Zedd’s bushy brows drew tight as he, too, stole a quick glance around at the frantic activity of men preparing to do battle. He looked back down at Richard.
“Samantha? Richard, this is too serious. She is little more than a child. Without the right help—”
The breathless young woman rushed in, then, sliding to a halt on her knees. “I’m here, Lord Rahl.” She gulped air as she gathered up one of his hands in both of hers and held it tightly to her. “I’m here.”
“Listen, Samantha,” Richard said, “you helped give me strength to hold it off before—fight off the sickness. Remember?”
In the firelight Kahlan could see the tears welling up in the young sorceress’s eyes. She was on the verge of panic.
“What? You want me to do this? Lord Rahl, there are people here much better able to help you than me.”
“After we came across that man in the woods, before we made it to the north wall. I grew weak and you helped me. You gave me strength. Remember?”
Samantha nodded as if her life depended on it. “Sure, I remember.”
“I need you to do that again,” he told her. He opened his eyes to look up at the others. “While she helps me, the rest of you need to keep the Shun-tuk from overrunning the camp and killing us all. You need to buy us a little time.”
“It’s that unholy half person who did this,” Irena said. “I told you that he had occult powers and Richard should not go near him, but you wouldn’t listen. Now look what has happened!
“I know a lot more about healing than Samantha. I should be able to do something to help. Get back and let me see if I can do something to help.”
She immediately pushed in beside Zedd and pressed the palm of her hand over Richard’s forehead.
Before Kahlan could say anything, or Nicci had a chance to remove the woman’s hand from Richard, Irena yelped and jerked her hand back on her own.
“Dear spirits. Richard, I had no idea … We can’t heal such a thing.”
Concerned more with Richard and the erupting battle than wasting time lecturing the woman, Nicci didn’t say anything, but she did give Kahlan a look that betrayed her smoldering anger. The look in those blue eyes said it all to Kahlan.
Kahlan thought that Irena would be wise to be more respectful of Nicci. The seductively beautiful sorceress might have looked young and less experienced than Irena, but she was a former Sister of the Dark and as such possessed not only a wizard’s power, but the accumulated power of the gift from others she had killed.
Irena had no conception of where life had taken Nicci, or what she was capable of. Considering how far she had been to the dark side of life, and the journey back, to say nothing of all she had done for them, including all the times she had saved Richard when no other living person had the ability or knowledge to succeed at it, they could have no better friend and ally.
“That’s not what I need,” Richard insisted. His impatience with them was evident. Kahlan was beginning to suspect that he had something in mind, something bigger than the rest of them realized.
She could clearly see that the sickness was keeping him from explaining himself the way he would have liked and that was adding to his frustration. It was taking most of his effort simply to remain conscious, and more yet to speak even the small amount he had spoken. He wanted them to follow orders without having to explain it to them.
Off behind her, Kahlan could hear the sounds of the first of the Shun-tuk slamming into the defensive line. Men of the First File bellowing in rage as they slaughtered the first of the enemy and drove others back. Some of the half people screamed as they fell. Off in the darkness, Kahlan could hear the sounds of swords and axes slashing into people and the cries of pain as maces broke bones.
“Do as he says,” Nicci growled as she seized a fistful of Irena’s dress at the shoulder and hauled the woman up and out of the way. “Let Samantha deal with it.”
Nicci apparently realized that there was some purpose in Richard’s insistence.
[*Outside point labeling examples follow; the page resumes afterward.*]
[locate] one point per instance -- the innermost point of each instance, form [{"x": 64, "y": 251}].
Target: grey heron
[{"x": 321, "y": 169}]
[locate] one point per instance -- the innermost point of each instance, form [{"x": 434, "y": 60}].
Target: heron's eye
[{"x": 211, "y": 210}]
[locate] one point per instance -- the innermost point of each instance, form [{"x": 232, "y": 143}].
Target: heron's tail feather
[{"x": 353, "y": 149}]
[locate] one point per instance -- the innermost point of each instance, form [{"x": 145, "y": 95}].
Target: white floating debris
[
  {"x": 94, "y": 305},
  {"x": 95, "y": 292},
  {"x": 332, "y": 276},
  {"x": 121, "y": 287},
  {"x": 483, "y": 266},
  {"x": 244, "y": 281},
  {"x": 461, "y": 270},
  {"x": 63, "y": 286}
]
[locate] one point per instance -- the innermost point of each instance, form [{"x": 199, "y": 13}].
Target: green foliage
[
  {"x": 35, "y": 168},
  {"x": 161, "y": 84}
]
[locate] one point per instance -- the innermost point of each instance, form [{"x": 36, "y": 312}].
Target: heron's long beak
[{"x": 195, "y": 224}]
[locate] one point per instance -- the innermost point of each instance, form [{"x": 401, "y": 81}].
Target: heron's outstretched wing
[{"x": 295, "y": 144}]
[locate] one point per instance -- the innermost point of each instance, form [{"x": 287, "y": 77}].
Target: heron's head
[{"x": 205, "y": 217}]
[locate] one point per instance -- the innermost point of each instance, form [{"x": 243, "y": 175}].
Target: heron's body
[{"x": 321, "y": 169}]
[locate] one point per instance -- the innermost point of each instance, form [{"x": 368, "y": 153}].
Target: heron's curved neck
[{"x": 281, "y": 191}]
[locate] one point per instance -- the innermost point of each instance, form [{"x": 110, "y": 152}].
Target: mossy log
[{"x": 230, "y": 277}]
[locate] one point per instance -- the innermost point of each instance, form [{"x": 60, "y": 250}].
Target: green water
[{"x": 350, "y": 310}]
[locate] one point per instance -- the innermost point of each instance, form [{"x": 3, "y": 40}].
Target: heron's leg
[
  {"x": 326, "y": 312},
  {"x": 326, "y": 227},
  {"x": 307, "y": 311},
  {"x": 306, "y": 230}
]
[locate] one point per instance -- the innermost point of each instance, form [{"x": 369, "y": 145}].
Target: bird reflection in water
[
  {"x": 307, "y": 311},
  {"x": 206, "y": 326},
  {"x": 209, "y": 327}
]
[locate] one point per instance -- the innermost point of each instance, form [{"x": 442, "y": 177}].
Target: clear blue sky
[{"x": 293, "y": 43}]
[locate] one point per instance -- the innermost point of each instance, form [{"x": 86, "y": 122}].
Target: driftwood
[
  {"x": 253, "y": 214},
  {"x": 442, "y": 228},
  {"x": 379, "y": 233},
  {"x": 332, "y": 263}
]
Nicci knew enough not to question Richard when there was no time for it.
“But, but, I know nothing about fighting,” Irena said. She looked on the verge of lapsing into a daze at what was happening.
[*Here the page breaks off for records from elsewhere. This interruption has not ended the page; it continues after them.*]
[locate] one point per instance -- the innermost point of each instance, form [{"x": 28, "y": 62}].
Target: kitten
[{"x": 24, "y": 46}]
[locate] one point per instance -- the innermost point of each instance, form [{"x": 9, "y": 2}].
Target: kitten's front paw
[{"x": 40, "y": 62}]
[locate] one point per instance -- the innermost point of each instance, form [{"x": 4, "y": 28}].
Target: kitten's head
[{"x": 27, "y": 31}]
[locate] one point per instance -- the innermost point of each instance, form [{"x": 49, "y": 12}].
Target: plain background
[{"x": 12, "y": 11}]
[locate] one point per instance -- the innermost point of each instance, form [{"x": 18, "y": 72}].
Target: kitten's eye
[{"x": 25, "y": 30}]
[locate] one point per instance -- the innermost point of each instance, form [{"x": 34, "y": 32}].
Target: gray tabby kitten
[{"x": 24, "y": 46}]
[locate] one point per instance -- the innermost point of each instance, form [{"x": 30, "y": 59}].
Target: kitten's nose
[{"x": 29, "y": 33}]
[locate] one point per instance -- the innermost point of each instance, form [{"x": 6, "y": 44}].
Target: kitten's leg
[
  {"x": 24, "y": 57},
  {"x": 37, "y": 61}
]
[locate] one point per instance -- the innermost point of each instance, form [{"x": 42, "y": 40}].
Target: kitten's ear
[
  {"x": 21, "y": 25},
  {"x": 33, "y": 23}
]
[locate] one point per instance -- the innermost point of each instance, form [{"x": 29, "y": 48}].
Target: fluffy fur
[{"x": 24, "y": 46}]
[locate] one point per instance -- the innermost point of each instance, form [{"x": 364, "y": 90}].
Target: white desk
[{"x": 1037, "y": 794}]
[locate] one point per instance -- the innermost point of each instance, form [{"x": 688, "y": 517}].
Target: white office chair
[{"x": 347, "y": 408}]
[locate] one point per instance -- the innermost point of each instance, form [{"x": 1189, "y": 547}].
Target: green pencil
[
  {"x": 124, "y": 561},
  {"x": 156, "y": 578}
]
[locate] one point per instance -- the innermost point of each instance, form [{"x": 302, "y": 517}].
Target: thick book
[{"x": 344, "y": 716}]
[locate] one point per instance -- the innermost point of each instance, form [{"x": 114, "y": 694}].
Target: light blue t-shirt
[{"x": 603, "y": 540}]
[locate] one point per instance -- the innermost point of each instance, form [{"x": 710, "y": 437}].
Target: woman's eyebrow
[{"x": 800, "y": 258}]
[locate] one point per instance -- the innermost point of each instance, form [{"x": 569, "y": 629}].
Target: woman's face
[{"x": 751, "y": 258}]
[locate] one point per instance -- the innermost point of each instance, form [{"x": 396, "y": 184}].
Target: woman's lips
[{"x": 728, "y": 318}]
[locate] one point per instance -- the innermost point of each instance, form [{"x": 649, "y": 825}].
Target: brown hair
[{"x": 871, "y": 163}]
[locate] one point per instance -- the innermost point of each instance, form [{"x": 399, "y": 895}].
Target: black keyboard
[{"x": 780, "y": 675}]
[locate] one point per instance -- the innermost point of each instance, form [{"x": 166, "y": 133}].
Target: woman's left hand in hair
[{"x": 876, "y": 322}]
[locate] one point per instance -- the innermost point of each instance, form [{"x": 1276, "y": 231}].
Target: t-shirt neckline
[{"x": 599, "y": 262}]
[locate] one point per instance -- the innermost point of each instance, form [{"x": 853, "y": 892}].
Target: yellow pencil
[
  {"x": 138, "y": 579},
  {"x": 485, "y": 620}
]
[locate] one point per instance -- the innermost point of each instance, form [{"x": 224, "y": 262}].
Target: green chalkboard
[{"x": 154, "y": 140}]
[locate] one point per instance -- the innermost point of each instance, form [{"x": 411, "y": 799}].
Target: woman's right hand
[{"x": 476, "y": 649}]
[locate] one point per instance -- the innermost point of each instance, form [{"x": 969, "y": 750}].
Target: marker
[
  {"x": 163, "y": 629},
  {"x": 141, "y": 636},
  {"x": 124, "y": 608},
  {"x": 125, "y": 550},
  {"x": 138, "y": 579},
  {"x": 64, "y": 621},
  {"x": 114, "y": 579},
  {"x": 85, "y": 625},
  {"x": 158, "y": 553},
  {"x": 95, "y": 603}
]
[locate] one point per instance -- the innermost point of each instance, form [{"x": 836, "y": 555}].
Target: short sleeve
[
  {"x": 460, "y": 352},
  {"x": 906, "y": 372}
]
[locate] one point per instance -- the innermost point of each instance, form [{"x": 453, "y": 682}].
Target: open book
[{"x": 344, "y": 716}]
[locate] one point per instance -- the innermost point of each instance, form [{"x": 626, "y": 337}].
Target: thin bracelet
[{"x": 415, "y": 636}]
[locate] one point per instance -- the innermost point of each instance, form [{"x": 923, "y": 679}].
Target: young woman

Kahlan felt a pang of sorrow for the woman. She had, after all, seen the Shun-tuk eat her husband alive before she had been taken away to captivity herself to await the same fate. The idea of being overrun by the same bloodthirsty half people had her nearly paralyzed with fright.
“I understand,” Nicci said with surprising compassion to the hesitating Irena. “But we have to help keep the half people back. We need everyone helping, including you. Your daughter’s life depends on all of us helping in this.”